"Sandscaping" in Norfolk to help slow coastal erosion

A enormous pile of sand – bigger than the Empire State Building in volume or enough to fill half of London’s Wembley Stadium – is being dumped on the east coast of England to protect a natural gas import terminal from worsening coastal erosion.

The “Sand Engine” at Bacton in Norfolk – which will total 1.8 million cubic metres dredged up by ship from the floor of the North Sea – will be the second of its kind in the world behind a far bigger 21.5 million cubic metres “Zandmotor” built in 2011 to protect the Dutch coastline near Ter Heijde.

A severe winter storm surge in December 2013 caused cliff erosion near the Bacton gas terminal and flooding in nearby villages – the sand will be a buffer to limit risks to Britain’s only link with continental Europe’s natural gas network.
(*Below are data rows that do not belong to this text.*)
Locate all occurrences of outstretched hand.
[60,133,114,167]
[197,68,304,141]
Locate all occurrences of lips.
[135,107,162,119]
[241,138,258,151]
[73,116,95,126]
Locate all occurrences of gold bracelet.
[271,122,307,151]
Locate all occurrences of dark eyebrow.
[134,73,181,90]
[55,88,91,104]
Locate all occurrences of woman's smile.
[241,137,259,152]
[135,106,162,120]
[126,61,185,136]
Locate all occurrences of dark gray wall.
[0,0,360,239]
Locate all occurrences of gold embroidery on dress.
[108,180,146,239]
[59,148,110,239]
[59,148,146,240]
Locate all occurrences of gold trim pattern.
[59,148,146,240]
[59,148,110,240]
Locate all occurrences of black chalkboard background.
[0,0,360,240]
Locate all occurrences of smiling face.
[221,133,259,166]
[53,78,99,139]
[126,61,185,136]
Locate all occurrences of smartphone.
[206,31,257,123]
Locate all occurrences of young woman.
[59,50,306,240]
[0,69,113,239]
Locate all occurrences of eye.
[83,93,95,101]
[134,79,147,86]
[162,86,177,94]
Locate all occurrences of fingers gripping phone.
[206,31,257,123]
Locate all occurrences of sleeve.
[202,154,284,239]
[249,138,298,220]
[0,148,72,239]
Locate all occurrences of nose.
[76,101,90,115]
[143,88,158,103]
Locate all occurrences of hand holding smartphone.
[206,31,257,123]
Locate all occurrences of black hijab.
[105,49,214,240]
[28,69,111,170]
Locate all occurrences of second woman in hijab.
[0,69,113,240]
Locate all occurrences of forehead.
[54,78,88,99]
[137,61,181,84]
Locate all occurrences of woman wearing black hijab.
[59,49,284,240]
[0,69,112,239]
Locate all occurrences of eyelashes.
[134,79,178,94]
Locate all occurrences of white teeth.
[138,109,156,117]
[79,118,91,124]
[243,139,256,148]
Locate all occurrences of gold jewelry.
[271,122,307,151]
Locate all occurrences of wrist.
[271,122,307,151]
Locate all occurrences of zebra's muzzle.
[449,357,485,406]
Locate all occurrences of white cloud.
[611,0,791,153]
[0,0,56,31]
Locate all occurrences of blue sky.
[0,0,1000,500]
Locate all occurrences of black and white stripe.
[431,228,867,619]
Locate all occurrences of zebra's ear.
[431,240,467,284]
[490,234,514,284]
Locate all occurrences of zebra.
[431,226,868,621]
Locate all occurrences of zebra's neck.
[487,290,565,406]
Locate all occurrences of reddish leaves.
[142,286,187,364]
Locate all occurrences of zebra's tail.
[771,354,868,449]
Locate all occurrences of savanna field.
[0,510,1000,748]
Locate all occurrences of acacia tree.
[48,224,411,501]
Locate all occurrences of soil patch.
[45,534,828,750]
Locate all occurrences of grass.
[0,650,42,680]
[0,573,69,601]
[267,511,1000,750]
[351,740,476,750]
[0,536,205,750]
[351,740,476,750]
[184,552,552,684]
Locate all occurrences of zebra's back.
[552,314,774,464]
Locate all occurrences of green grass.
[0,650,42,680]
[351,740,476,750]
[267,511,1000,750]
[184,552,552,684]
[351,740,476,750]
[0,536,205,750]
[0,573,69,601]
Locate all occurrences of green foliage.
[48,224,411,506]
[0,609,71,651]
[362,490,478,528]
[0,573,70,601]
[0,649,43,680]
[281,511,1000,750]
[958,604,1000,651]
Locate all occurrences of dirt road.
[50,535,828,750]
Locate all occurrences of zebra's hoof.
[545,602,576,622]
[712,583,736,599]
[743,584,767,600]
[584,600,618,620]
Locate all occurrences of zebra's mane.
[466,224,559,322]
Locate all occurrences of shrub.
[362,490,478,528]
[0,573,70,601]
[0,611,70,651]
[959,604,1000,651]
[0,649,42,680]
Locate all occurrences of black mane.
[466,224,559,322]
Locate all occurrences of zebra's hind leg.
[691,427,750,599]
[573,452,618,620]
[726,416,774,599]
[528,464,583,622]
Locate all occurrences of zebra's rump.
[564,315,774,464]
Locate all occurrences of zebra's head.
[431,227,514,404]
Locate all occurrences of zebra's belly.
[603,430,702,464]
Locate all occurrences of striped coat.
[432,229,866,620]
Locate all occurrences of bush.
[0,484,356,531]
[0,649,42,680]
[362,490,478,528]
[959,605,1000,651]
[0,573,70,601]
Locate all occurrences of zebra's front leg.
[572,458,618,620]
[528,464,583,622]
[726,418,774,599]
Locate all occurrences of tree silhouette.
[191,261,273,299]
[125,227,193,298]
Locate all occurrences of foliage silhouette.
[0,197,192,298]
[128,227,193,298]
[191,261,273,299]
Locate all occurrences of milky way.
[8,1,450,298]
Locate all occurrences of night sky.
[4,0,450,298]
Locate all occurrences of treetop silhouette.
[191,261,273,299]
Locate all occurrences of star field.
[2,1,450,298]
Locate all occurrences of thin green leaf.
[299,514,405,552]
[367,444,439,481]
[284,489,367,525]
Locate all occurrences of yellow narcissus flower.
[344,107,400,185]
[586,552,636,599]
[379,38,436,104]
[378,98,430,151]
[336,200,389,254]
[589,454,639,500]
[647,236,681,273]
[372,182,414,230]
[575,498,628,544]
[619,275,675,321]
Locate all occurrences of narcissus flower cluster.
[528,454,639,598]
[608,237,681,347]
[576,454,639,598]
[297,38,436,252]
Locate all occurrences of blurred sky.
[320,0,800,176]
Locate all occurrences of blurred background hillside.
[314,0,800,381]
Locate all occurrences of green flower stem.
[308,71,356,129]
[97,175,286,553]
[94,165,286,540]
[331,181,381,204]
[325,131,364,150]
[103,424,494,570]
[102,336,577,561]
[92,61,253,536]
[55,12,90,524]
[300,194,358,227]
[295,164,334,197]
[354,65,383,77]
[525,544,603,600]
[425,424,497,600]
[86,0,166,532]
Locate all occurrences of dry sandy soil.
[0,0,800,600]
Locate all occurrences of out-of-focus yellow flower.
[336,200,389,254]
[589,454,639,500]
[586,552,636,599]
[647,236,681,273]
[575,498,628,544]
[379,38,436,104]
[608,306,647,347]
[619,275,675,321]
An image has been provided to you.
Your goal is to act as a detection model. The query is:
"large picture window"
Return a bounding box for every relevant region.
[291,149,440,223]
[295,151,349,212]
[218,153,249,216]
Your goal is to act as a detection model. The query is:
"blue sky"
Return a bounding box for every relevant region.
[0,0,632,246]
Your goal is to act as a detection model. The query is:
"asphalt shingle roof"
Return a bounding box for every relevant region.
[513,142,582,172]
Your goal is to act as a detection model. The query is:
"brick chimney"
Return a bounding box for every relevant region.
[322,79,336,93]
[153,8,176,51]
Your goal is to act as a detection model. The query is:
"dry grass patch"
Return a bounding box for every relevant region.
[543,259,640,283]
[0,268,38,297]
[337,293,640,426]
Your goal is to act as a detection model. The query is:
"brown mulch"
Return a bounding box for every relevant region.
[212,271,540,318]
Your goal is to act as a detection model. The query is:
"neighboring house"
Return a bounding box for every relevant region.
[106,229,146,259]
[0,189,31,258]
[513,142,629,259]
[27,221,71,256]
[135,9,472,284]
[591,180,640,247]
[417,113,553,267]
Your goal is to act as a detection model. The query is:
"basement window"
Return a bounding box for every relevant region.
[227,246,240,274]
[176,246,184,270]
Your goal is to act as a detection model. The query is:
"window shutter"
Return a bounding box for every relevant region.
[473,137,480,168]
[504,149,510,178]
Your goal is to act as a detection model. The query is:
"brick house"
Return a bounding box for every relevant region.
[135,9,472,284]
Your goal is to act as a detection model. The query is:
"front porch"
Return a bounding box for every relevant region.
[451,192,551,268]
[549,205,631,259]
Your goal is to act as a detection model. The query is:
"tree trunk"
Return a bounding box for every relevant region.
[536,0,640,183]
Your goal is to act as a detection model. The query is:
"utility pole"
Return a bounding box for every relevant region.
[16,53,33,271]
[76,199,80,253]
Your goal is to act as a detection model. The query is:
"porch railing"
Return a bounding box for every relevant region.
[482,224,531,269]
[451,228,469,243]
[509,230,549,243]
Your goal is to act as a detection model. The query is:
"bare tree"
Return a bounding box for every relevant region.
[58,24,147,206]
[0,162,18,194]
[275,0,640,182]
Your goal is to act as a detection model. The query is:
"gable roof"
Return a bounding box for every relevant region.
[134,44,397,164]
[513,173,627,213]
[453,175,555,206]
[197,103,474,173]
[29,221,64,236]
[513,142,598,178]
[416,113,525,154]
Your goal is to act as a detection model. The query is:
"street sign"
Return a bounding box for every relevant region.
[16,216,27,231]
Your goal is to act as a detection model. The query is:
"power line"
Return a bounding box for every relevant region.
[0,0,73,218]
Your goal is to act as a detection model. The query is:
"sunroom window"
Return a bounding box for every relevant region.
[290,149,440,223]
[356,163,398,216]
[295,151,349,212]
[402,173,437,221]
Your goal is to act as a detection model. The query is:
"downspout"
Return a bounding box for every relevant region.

Bacton gas terminal – all photos by Chris Taylor

Work started last week on the new “sandscaping” project with bulldozers spreading out the sand. It is due for completion in August.

“There has been a lot of interest worldwide” in sandscaping, said Jaap Flikweert, Flood and Coastal Management Advisor at Dutch engineering group Royal HaskoningDHV, which designed the project. “This is the first one outside the Netherlands.”

Using a mammoth sandcastle is a radical shift from concrete walls or dykes to keep seas at bay, and may be less harmful to wildlife by working with natural forces. In the Netherlands, the sand pile is being slowly washed along the coast by sea currents in a vast experiment to build up beaches and dunes.

Peru, Jamaica and Sweden have also been studied as possible sites for sand engines, Flikweert said in a phone interview. “My experience is that it’s not simple to translate new and radical concepts like this from the ‘strange’ Dutch context to other places,” he said.

The Norfolk sand engine will cost 17-18 million pounds ($21-22.5 million), mostly funded by Bacton Gas Terminal operators Shell and Perenco, and is expected to provide protection for 15-20 years.

Norfolk, where cliffs have been crumbling into the sea for centuries as part of natural shifts, is particularly vulnerable to climate change, including sea level rise, stoked by the use of fossil fuels such as coal, oil and gas.

Flikweert noted that the sand would be enough to half fill Wembley stadium.

Wembley says it encloses four million cubic metres inside its walls and under its roof. It notes that’s equivalent to 25,000 double-decker buses or 7 billion pints of milk. And the Empire State Building has a volume of just over a million cubic metres (37 million cubic feet).